Compute resources meeting with Cambridge

Zarquan commented 1 year ago

We organised a meeting with people at Cambridge to discuss the Gaia-DMp resource requirements for 2022 and 2023. This issue is to keep track of the meeting planning, an outline of the meeting agenda and pull together any resources we need.

Initial meeting schedule done via when2meet, followed by a Doodle poll.

Zarquan commented 1 year ago

Based on responses, Friday 9th is the best so I will confirm the date/time and send an invite.

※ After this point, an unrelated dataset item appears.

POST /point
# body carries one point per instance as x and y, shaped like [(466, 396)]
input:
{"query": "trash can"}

Zarquan commented 1 year ago

I ended up sending invites twice, but (I hope) only to our own team. The new Doodle user interface isn't the easiest to use, it defaulted to the 11-12 rather than the 10-11 slot.

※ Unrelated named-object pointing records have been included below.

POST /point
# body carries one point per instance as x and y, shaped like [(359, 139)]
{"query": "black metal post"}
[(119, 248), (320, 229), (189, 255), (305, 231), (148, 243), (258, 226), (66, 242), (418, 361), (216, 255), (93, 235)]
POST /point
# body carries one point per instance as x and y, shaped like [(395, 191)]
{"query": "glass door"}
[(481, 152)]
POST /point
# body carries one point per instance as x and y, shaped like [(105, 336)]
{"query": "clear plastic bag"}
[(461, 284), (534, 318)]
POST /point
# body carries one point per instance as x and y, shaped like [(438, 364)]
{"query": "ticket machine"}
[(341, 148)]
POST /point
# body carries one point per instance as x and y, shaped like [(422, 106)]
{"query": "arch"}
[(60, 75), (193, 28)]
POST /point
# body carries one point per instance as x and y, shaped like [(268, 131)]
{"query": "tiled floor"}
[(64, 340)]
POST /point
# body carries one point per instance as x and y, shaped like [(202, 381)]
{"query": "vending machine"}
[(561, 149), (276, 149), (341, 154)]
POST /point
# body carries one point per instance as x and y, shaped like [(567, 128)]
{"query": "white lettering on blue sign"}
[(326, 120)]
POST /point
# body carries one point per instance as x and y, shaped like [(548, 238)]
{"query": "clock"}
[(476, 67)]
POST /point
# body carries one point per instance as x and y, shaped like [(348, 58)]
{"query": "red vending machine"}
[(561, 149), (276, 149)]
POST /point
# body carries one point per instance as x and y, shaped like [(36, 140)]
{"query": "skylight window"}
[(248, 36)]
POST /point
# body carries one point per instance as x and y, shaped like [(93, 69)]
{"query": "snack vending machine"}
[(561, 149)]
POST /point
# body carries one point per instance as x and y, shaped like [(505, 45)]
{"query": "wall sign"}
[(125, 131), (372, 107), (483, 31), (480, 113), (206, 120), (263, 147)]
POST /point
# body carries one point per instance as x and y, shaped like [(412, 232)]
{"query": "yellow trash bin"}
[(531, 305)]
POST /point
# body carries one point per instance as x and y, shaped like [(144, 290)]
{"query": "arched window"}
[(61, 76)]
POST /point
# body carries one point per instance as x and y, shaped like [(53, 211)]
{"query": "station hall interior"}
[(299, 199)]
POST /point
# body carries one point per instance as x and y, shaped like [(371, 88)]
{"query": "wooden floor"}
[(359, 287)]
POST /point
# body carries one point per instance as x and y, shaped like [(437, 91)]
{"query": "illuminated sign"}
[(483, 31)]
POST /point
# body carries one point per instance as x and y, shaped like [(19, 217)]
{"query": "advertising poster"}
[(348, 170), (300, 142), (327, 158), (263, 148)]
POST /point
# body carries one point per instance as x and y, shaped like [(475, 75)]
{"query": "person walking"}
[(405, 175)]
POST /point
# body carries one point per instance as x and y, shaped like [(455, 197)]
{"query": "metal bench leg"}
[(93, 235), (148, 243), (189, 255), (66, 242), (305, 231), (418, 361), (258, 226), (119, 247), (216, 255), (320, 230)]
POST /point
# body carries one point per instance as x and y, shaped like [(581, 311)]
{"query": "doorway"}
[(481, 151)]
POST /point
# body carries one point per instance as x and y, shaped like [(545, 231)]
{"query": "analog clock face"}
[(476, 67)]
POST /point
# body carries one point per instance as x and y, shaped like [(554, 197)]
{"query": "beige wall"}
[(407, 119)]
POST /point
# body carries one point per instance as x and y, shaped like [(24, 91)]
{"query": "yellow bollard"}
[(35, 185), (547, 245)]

I will send a personal email direct to all participants.

Zarquan commented 1 year ago

Invite email sent to everyone on the original email group.

Best date for the meeting is 11:00-12:00 Friday Sep 9.

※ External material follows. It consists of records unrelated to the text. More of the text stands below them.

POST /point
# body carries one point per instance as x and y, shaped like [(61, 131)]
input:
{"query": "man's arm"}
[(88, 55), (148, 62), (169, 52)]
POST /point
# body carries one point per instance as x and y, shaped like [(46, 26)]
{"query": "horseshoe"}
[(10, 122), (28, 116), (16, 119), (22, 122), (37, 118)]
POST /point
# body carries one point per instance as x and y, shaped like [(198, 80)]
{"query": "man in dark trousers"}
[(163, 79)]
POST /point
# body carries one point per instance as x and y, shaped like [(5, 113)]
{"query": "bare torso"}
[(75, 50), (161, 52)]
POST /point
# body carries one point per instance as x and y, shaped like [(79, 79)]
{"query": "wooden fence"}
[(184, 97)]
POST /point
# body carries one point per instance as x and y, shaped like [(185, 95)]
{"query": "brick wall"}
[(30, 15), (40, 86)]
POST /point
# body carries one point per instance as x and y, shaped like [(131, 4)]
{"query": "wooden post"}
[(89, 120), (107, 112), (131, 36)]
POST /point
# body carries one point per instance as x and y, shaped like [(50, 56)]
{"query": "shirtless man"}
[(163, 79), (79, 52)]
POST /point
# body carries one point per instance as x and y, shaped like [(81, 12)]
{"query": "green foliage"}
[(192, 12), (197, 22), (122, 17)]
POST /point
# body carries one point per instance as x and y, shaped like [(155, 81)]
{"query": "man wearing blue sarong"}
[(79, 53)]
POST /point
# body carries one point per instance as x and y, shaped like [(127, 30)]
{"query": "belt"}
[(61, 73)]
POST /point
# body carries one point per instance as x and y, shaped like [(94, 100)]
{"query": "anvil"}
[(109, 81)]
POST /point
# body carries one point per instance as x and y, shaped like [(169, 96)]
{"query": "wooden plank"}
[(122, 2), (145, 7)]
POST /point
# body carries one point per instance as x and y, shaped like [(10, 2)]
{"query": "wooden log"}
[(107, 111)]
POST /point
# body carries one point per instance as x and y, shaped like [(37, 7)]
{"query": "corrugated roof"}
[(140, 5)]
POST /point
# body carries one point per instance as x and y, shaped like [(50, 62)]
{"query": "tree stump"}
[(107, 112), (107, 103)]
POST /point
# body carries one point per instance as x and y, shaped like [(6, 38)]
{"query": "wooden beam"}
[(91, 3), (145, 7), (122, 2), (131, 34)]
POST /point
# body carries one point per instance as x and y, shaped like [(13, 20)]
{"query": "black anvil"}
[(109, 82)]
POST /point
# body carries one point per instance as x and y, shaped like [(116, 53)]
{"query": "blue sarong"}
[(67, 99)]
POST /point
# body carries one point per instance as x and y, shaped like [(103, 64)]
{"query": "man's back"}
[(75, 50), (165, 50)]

Main topic of the meeting is to discuss the resources our project currently has, what resources we think we will need going forward and how best to fit that in to what Cambridge can provide.

A key issue of us will be whether it is possible to get Tbytes of direct attached SSD storage installed in some of the compute nodes.

A more long term issue will be how to break out of the pinned resource allocation we currently have to a more flexible allocation that can scale to meet the variable demand generated by an interactive notebook platform. This may include looking at StackHPC's work on adding Blazar to Openstack and whether it would be available on the Arcus cloud in the future.

Zarquan commented 1 year ago

Notes from the meeting.

At the end of the IRIS resource request process Cambridge ended up receiving a single figure for 144Tbytes of disc storage, with no indication of what type of disc. They have allocated this as 70Tbytes CeppFS and 74Tbytes Cinder volumes.

Cambridge are happy to provide direct attached SSD, but they didn't know about our requirements.

We are not the only ML project asking asking for faster storage.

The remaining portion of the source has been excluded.